Mark McKinnon & Steve Hildebrand: A Shocking Win for Fat Cats He does so by taking two totally unnecessary steps. For one thing, the law at issue could easily have been interpreted to simply not apply to the facts of this case. (The case involves the distribution of a feature-length film via video on demand, which quite arguably is not an “electioneering communication” covered by the federal statute the court struck down). It’s a well-established rule of statutory interpretation that when a court is faced with two plausible readings of a federal statute, one of which would require something as drastic as finding the statute unconstitutional, and the other which avoids that outcome, the justices ought to prefer the latter. Indeed, that rule is a central tenet of anything that deserves to be called “minimalist” judging.

Secondly, even after the Court chose to interpret the statute in the former fashion, Roberts and the rest of the majority could have held that the statute was not unconstitutional on its face, but merely as applied to the facts in this particular situation. Avoiding rulings that declare federal laws unconstitutional on their face rather than as applied is also a fundamental principle of minimalism.

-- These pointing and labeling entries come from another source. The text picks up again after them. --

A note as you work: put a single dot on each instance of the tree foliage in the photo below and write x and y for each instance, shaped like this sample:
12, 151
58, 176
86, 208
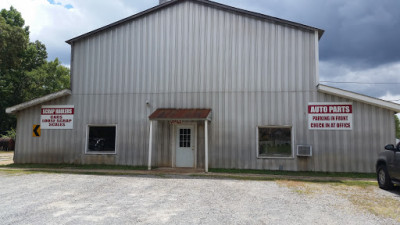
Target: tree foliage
25, 72
397, 124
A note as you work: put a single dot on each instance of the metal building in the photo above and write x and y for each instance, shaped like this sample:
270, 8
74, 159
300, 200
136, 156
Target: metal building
194, 83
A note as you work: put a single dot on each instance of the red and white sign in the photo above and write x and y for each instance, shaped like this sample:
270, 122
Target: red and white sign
57, 117
330, 116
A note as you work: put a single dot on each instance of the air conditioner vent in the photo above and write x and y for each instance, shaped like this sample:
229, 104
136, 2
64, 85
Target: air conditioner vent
304, 150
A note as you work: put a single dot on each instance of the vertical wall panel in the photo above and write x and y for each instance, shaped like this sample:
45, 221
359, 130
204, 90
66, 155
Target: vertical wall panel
248, 71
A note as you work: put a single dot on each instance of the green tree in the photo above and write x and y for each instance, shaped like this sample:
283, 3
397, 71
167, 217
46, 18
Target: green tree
47, 78
24, 71
397, 124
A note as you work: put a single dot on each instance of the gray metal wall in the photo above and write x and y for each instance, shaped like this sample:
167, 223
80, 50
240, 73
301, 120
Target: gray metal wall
249, 72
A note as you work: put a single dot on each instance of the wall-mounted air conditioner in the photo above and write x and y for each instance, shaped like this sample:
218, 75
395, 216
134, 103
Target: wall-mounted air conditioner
304, 150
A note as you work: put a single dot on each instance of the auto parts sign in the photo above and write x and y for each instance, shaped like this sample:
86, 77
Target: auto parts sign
330, 116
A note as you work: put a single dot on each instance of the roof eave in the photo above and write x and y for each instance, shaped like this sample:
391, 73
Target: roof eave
14, 109
358, 97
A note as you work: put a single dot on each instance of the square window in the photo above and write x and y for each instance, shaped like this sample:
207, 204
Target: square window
275, 142
101, 139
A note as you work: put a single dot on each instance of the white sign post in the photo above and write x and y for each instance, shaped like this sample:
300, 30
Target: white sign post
57, 117
330, 116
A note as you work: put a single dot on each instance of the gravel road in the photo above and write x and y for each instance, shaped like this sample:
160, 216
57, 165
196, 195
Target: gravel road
41, 198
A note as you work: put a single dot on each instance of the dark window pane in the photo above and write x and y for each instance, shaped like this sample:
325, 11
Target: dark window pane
102, 139
274, 142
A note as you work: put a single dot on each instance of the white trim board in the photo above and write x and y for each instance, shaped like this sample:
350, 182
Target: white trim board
358, 97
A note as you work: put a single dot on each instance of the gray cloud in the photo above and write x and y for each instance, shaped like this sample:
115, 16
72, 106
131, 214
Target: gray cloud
358, 33
361, 40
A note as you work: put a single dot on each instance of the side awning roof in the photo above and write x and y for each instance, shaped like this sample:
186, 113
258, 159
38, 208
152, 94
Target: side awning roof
181, 114
37, 101
359, 97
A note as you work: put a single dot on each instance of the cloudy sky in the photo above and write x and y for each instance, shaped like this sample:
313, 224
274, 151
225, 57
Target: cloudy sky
359, 51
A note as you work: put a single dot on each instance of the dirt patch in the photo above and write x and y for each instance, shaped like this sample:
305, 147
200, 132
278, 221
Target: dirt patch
365, 196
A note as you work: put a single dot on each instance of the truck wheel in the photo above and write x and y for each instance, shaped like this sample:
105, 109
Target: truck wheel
384, 180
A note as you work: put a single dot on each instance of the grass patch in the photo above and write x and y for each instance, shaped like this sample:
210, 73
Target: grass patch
75, 166
13, 172
293, 173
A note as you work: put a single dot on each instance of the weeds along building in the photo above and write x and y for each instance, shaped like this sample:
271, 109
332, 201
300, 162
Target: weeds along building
194, 83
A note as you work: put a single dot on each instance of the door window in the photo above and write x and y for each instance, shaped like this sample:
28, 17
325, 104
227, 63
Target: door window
184, 138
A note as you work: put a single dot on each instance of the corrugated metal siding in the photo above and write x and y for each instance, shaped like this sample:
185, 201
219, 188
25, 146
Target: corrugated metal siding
249, 72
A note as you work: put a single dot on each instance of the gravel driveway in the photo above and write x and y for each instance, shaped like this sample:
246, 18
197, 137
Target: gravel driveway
42, 198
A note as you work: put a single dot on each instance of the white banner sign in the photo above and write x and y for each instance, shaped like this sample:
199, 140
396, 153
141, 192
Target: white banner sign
57, 117
330, 116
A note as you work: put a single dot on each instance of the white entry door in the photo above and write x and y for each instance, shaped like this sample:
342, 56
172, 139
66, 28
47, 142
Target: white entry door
185, 146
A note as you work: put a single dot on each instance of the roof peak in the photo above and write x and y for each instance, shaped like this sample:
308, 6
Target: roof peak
167, 3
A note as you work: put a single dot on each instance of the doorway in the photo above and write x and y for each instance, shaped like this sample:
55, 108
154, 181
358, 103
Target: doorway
185, 146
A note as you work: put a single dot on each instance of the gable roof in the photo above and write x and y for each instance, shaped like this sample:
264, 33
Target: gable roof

Curiously, Roberts’ aversion to maximalist interpretations of First Amendment rights seems to fade away when the victims of government “censorship,” as he calls it, are major corporations rather than individual human beings.

Justice Antonin Scalia’s concurrence provides an even more morbidly amusing exercise in judicial gymnastics. After all, one would think a genuine commitment to applying the original meaning of the Constitution to contemporary cases poses a serious problem to someone who wants to find that the document forbids Congress from banning direct campaign contributions by corporations.

It’s difficult to express how bizarre the framers of the Constitution would have considered such a proposition. Indeed, prior to the middle of the 20th century, the idea that artificial “persons” such as corporations could have constitutional rights was unknown in American law. Scalia is reduced to arguing that he can find no historical evidence that the framers were opposed to the idea of granting free-speech rights to corporations. It’s quite true there is no such evidence. It’s also true there’s no evidence that the framers opposed escalating the Vietnam War, deregulating the airline industry, or breaking up the Beatles.

In other words, it’s hardly surprising that he can find no explicit opposition in 18th-century American political debates to an idea that didn’t occur to anyone until 150 years later.

Finally, Justice Kennedy’s majority opinion is long on what Justice John Paul Stevens’ dissent accurately labels “glittering generalities.” But it is short on any explanation as to how those generalities–such as that speech cannot be regulated on the basis of the identity of the speaker–can be squared with holdings such as Kennedy’s recent vote to allow a school to suspend a student who unfurled a banner advocating “BONG HiTS 4 JESUS.” (The only basis for not considering this unconstitutional censorship is that certain kinds of people, namely students at school events, have fewer free-speech rights than, say, an ordinary citizen in a public park).

All this adds up to yet another example, as if one were needed, that conservative complaints about “judicial activism” are usually nothing more than a code for “judicial outcomes conservatives don’t like.” Citizens United strikes down a major federal statute by taking the extreme step of explicitly overturning the Court’s own precedents, while dismissing a century’s worth of congressional attempts to stop special interests from buying legislation. The argument that the relevant legal materials required the Court to take such a step is flatly incredible. In short, the decision is as pure an example of judicial activism as one could hope to find.

As a consequence, we are left in a situation where Congress can do little more to quell the corrupting influence of money on politics than forbid the explicit bribing of elected officials. Such a triumph of laissez-faire ideology gives a whole new meaning to the phrase “the marketplace of ideas.”

Paul Campos is a professor of law at the University of Colorado at Boulder.